Imagem: Mathieu Bertrand Struck
Diz se das palavras muitas
coisas. E chego a quase me contentar em segurança que sejam apenas o
veículo com o qual escrevo este texto.
É que por vezes seria bom que tivessem uma fixidez mais
sólida que a dureza estrutural que se pode seccionar a langue e parole. Pois,
afinal, se fossem as palavras enrijecidas como pedra não haveria temor com qualquer
corte que viesse delas.
Mas é que eu gosto... eu gosto do sangue que me extrai a
palavra-navalha, que se corta e recorta e nunca sai na integralidade do meu
pensamento. Porque na palavra eu sempre espero a mais pérfida traição que não é
senão de mim mesmo. E nesse movimento se descortina o meu desengano, o desentorpecer com doses de realidade.
Nesse sentido, cada
palavra machuca e esfacela a realidade, intervêm na ordenação que se inventa
como lógica das coisas. Subverte a obviedade do que se diz natural, com ou sem
a intenção de ser.
A palavra é um gemido que clama o ser para fazer-se humano. É como ambição nunca morrida por uma possível redenção para a vida com similaridade de emoção à de achar doce esquecido durante larica noturna.

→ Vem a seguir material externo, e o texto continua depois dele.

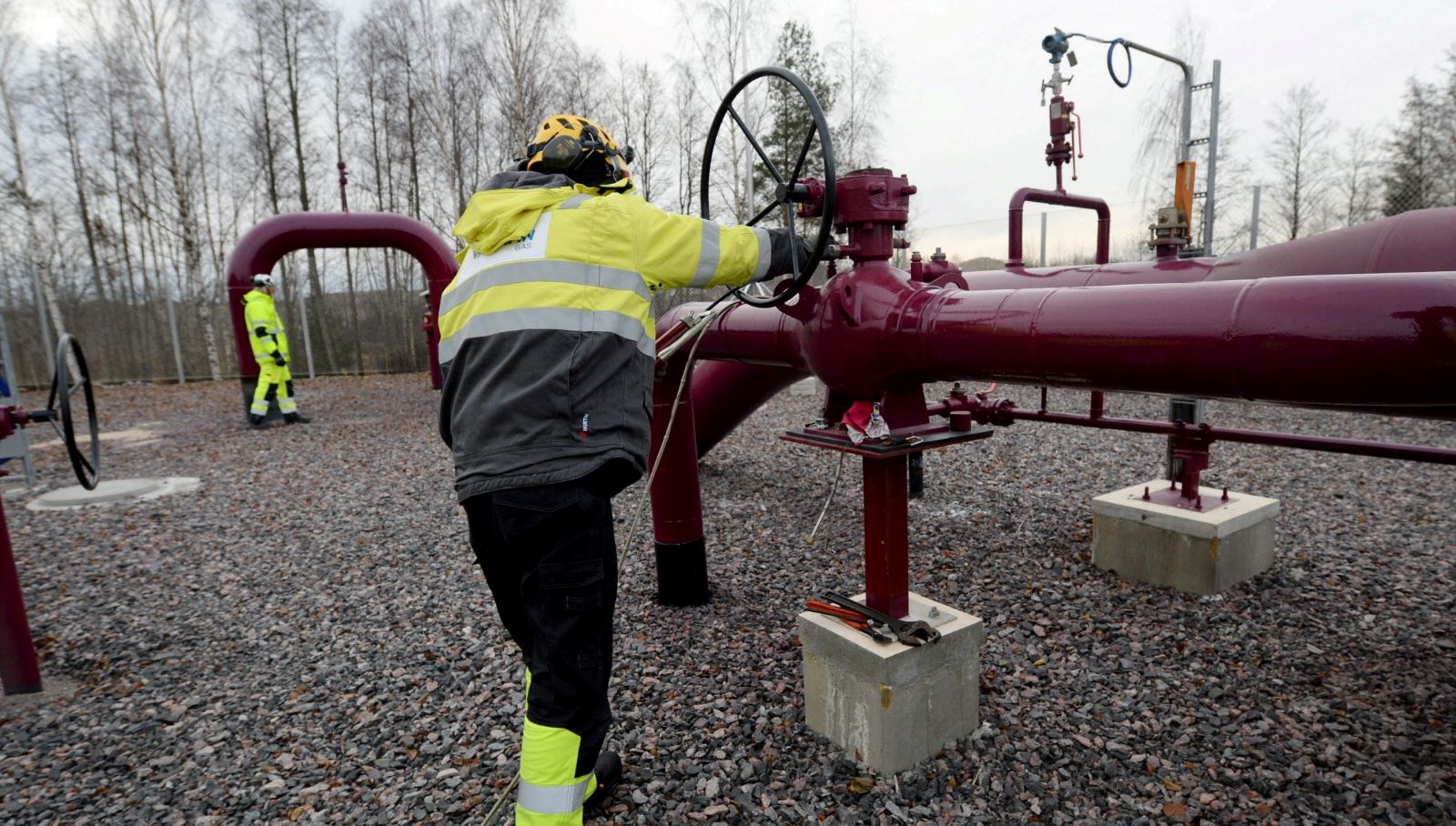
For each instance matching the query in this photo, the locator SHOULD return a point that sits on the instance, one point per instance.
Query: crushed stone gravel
(306, 639)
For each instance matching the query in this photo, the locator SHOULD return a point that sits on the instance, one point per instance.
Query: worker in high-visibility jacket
(271, 352)
(546, 345)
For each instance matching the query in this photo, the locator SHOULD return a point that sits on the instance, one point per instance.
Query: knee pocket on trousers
(575, 587)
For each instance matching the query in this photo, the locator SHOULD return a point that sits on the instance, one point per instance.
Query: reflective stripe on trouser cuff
(551, 794)
(550, 801)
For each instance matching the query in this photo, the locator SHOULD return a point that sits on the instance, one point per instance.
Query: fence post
(1041, 260)
(1254, 220)
(47, 342)
(308, 342)
(177, 340)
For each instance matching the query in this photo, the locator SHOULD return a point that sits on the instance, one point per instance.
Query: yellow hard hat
(580, 150)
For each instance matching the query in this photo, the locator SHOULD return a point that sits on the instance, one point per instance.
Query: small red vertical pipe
(677, 507)
(19, 672)
(887, 536)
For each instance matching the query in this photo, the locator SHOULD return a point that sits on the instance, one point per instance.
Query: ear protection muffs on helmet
(567, 141)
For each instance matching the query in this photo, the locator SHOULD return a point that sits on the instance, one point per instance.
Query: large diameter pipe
(19, 670)
(1341, 340)
(1421, 240)
(271, 238)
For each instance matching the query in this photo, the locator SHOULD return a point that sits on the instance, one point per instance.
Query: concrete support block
(1194, 551)
(807, 388)
(893, 706)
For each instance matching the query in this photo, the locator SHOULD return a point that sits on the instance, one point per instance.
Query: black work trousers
(550, 554)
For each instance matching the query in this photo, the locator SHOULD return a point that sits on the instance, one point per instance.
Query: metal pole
(308, 342)
(1213, 163)
(47, 342)
(177, 340)
(1254, 220)
(1041, 260)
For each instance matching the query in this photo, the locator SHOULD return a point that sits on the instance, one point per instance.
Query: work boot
(608, 771)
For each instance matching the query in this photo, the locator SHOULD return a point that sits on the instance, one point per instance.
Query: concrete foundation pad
(893, 706)
(1196, 551)
(113, 492)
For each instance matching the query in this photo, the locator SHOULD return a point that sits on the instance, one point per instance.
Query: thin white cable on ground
(500, 801)
(827, 499)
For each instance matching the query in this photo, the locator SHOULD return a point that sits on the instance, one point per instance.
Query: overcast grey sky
(963, 114)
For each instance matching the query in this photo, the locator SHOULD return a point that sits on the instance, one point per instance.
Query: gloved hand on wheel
(786, 253)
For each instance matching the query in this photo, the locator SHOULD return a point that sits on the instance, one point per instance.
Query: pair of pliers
(909, 631)
(852, 619)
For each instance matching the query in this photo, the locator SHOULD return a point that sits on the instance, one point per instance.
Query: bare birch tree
(863, 73)
(1299, 160)
(162, 34)
(1356, 186)
(18, 185)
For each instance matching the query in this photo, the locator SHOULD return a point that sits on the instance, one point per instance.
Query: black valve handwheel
(788, 189)
(60, 412)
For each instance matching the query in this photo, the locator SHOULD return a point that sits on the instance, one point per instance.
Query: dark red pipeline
(281, 235)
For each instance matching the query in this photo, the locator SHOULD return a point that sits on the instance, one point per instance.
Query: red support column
(19, 672)
(677, 507)
(887, 536)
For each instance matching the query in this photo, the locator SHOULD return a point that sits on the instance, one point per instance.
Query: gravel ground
(306, 639)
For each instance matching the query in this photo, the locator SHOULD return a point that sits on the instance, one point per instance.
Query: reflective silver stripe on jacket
(550, 318)
(708, 255)
(764, 253)
(552, 799)
(553, 271)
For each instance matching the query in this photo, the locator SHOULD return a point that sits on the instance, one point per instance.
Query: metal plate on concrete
(1216, 519)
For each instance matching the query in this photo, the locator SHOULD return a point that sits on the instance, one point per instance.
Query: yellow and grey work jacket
(264, 326)
(546, 335)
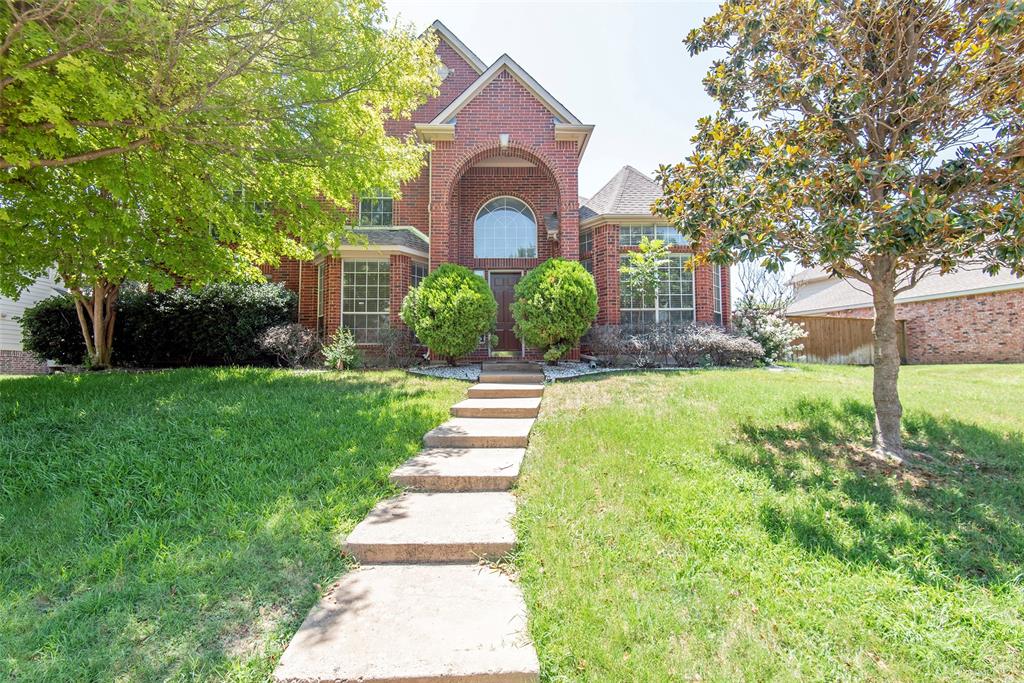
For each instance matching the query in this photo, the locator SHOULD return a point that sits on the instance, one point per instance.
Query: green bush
(555, 304)
(341, 352)
(50, 331)
(451, 309)
(218, 325)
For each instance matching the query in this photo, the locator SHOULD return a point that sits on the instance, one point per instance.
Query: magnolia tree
(882, 140)
(184, 142)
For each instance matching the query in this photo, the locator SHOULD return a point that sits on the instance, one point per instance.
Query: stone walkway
(421, 606)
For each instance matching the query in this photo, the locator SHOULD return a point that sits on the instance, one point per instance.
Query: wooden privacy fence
(843, 341)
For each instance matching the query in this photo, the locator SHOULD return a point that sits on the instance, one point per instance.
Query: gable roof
(817, 293)
(505, 62)
(460, 47)
(630, 193)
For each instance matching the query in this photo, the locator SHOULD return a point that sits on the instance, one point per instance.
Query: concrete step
(435, 527)
(508, 377)
(480, 433)
(509, 366)
(415, 623)
(497, 408)
(461, 469)
(499, 390)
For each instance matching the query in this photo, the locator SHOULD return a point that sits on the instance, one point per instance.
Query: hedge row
(218, 325)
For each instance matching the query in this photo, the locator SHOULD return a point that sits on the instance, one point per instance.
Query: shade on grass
(728, 525)
(179, 524)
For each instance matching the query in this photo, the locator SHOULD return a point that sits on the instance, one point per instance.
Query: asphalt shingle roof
(393, 237)
(629, 193)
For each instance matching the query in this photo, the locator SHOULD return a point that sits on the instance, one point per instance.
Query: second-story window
(376, 208)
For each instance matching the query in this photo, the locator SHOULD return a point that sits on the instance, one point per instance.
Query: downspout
(430, 205)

A palavra é um gemido que clama o ser para fazer-se humano. É como ambição nunca morrida por uma possível redenção para a vida com similaridade de emoção à de achar doce esquecido durante larica noturna.
Gosto da expressão palavra amiga, apesar dela me deixar
entristecido. Nunca tomei um porre com uma palavra ao meu lado na mesa do bar.
O máximo que fizemos juntos foi elas se confabularem em sons que mediavam o diálogo entre os que se
embebedavam comigo.
Às vezes penso as palavras como se fossem um romance que se coloca ali bem distante. Pairando em mim com sua indiferença. Desenho-as e as
declamo e estão no próximo instante bem fora de mim.
Todo calor que manifesta na palavra que digo num momento de
prazer, jamais terá a mesma temperatura e sabor da pele. Mesmo que as
palavras venham a tocar e a incendiar os desejos submergidos na mente.
Pa-la-vra (junção de sílabas, fonemas): um fragmento de fragmentos que não raro ousa tentar ser o mundo mas que nunca o
será. Que nomeia o mundo. E que por vezes adjetiva-o como imundo a despeito de que para existir tenha de sugar muita coisa da beleza de mundo.
Palavra é um encanto que se joga para se cativarem paixões.
A definição para paixões poderia ser: o momento quando todos os pontos lógicos
da realidade parecem sumir. Contudo, as paixões são contraditórias. Pedem a
todo o momento para se encarcerarem dentro de nós, mas com o tempo rebelam-se e
desmantelam todas as grades que as impedem de se transbordarem em tamanho.
Palavra... soturna e às vezes gentil distorção do acontecido, do que se
viveu. Esse vivido só ganha relevo para o homem ou para mulher, quando alguma coisa pode ser dita.
A neutralidade dos fatos (que são feitos existir) nada mais é que pintura descascada que tenta esconder a imanente dinamicidade da vida.
A neutralidade dos fatos (que são feitos existir) nada mais é que pintura descascada que tenta esconder a imanente dinamicidade da vida.
O ser humano só começa a irromper do casulo para ser libertação
quando se esvai do falseamento de significados da palavra mecânica. O ato da
palavra que antes era simples e até natural vai se fazendo pouco a pouco de
modo a borboletear o que aparecia como a obviedade na forma de um negativo
congelado do real, que agora apenas isso não pode mais ser. Pouco a pouco o ser pode dizer mais e mais que é este o seu mundo e que portanto pode mudá-lo e refazer as relações que o oprimem.